Telephone: 1-844-NETIZEN
Tel: 1-844-NETIZEN
Email: team (at) Netizen.net
slider

Netizen Cybersecurity Bulletin (March 27th, 2025)

Posted on 27 Mar 2025 at https://www.Netizen.net/news Source Link: https://blog.netizen.net

Overview:

  • Phish Tale of the Week
  • Alleged Oracle Cloud Breach Sparks Controversy
  • Windows Zero-Day Exposes NTLM Credentials—Unofficial Patch Now Available
  • How can Netizen help?

Phish Tale of the Week

Often times phishing campaigns, created by malicious actors, target users by utilizing social engineering. For example, in this email, the actors are appearing as an unnamed company. They’re sending us a text message, telling us that a new device was added to our Coinbase account, and that it’s imperative that we contact the number below. It seems both urgent and genuine, so why shouldn’t we? Luckily, there’s plenty of reasons that point to this being a scam.
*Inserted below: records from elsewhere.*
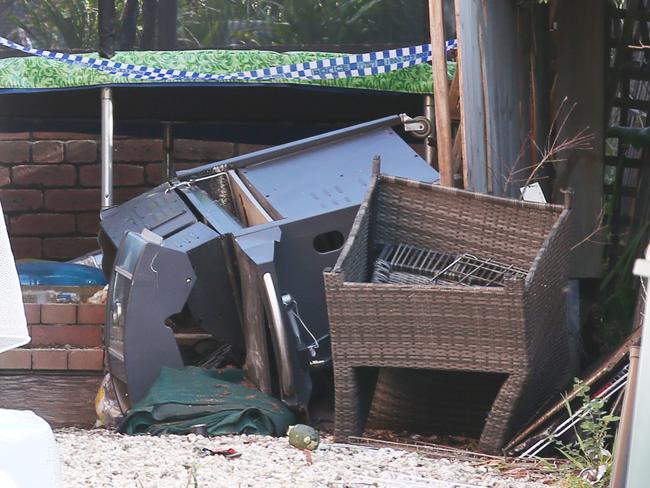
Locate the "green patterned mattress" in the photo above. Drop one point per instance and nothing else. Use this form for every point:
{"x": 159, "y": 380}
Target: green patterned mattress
{"x": 34, "y": 73}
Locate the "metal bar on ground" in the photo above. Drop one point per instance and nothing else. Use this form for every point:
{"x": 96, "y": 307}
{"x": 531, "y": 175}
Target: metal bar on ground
{"x": 107, "y": 146}
{"x": 622, "y": 444}
{"x": 441, "y": 92}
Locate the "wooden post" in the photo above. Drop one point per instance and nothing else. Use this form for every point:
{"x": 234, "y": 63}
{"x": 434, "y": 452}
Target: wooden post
{"x": 441, "y": 92}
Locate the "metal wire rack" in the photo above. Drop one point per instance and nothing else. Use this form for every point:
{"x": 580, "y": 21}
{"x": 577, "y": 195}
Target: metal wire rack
{"x": 404, "y": 264}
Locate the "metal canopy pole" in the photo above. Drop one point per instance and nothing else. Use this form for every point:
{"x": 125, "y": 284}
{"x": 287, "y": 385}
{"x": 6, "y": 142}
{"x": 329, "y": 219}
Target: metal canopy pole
{"x": 107, "y": 147}
{"x": 429, "y": 113}
{"x": 168, "y": 146}
{"x": 638, "y": 468}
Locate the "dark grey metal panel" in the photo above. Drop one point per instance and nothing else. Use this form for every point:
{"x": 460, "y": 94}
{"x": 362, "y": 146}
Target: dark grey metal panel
{"x": 333, "y": 176}
{"x": 149, "y": 285}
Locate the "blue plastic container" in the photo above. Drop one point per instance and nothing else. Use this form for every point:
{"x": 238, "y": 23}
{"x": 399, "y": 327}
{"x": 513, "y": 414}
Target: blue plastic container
{"x": 52, "y": 273}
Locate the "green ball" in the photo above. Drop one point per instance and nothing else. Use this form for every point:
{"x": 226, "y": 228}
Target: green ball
{"x": 303, "y": 437}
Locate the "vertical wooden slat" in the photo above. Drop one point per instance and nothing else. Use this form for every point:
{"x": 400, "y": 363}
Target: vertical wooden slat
{"x": 472, "y": 103}
{"x": 441, "y": 92}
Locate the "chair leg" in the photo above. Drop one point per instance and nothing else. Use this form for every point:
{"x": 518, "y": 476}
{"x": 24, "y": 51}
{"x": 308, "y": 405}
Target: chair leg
{"x": 498, "y": 423}
{"x": 354, "y": 389}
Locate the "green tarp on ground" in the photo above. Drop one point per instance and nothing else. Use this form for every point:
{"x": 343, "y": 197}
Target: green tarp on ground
{"x": 182, "y": 398}
{"x": 39, "y": 73}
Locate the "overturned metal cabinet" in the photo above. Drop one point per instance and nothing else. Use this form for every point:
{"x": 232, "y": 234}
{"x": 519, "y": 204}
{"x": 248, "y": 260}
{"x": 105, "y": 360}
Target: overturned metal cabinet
{"x": 237, "y": 248}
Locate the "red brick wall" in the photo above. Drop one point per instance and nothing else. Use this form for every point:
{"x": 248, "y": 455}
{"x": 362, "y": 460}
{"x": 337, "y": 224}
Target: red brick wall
{"x": 65, "y": 337}
{"x": 50, "y": 185}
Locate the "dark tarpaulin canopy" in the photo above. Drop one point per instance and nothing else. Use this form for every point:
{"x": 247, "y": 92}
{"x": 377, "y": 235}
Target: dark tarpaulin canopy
{"x": 44, "y": 95}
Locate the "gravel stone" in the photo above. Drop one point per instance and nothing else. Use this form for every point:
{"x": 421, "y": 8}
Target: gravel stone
{"x": 100, "y": 458}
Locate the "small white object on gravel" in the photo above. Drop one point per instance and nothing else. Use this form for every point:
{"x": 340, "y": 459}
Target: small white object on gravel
{"x": 100, "y": 458}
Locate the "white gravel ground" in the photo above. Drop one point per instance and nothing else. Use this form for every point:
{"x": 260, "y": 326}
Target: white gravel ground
{"x": 99, "y": 458}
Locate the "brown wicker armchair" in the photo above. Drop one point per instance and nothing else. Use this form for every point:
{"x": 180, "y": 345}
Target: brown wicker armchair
{"x": 510, "y": 341}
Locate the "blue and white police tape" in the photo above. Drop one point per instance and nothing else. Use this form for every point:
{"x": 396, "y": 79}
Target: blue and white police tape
{"x": 348, "y": 66}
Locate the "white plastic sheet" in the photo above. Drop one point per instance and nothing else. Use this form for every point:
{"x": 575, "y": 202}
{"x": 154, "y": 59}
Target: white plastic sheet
{"x": 13, "y": 326}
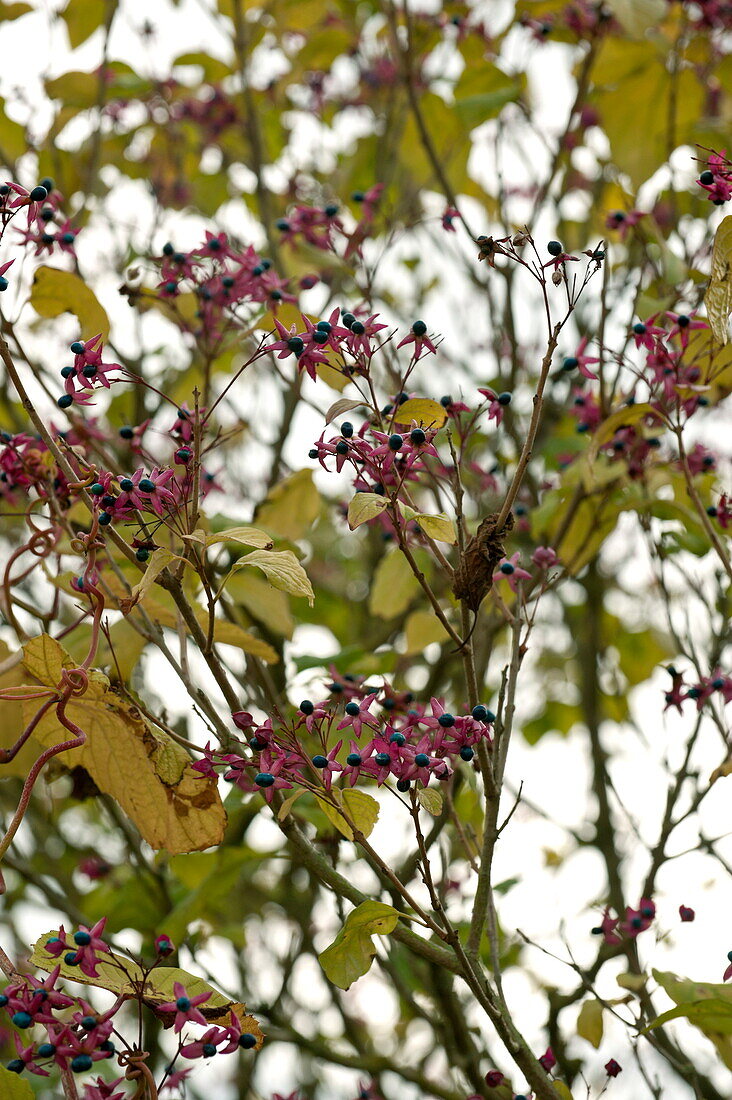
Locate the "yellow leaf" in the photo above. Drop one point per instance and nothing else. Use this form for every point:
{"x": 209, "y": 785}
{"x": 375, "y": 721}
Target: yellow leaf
{"x": 151, "y": 777}
{"x": 427, "y": 414}
{"x": 422, "y": 629}
{"x": 430, "y": 800}
{"x": 589, "y": 1023}
{"x": 56, "y": 292}
{"x": 45, "y": 659}
{"x": 718, "y": 298}
{"x": 244, "y": 536}
{"x": 291, "y": 507}
{"x": 263, "y": 603}
{"x": 361, "y": 809}
{"x": 366, "y": 506}
{"x": 439, "y": 527}
{"x": 394, "y": 586}
{"x": 282, "y": 570}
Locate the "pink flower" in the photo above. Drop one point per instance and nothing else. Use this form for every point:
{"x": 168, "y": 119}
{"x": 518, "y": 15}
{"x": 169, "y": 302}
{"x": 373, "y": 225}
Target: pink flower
{"x": 419, "y": 339}
{"x": 544, "y": 558}
{"x": 185, "y": 1008}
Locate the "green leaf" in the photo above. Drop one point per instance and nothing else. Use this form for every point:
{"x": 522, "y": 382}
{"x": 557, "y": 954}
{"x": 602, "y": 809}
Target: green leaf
{"x": 430, "y": 800}
{"x": 362, "y": 810}
{"x": 708, "y": 1005}
{"x": 366, "y": 506}
{"x": 589, "y": 1023}
{"x": 350, "y": 955}
{"x": 55, "y": 292}
{"x": 282, "y": 570}
{"x": 439, "y": 527}
{"x": 394, "y": 586}
{"x": 718, "y": 298}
Here’s how we can tell not to fall for this phish:

  1. The first warning sign for this SMS is the context in which it was sent. When I recieved this SMS, I immediately knew not to click on the link due to the fact that I did not recently add any device to my Coinbase account. On top of that, it’s very apparent that this message was blasted out to random numbers: the message doesn’t even include my name or attempt to provide any level of familiarity.
  2. The second warning signs in this email is the messaging. This message tries to create a sense of opportunity and urgency in order to get you to take action by using language such as “if this was not you, contact us.” Phishing and smishing scams commonly attempt to create a sense of urgency/confusion in their messages in order to get you to click their link without thinking about it first. Always be sure to thoroughly inspect the style and tone of all texts before following a link or other attachment sent through SMS.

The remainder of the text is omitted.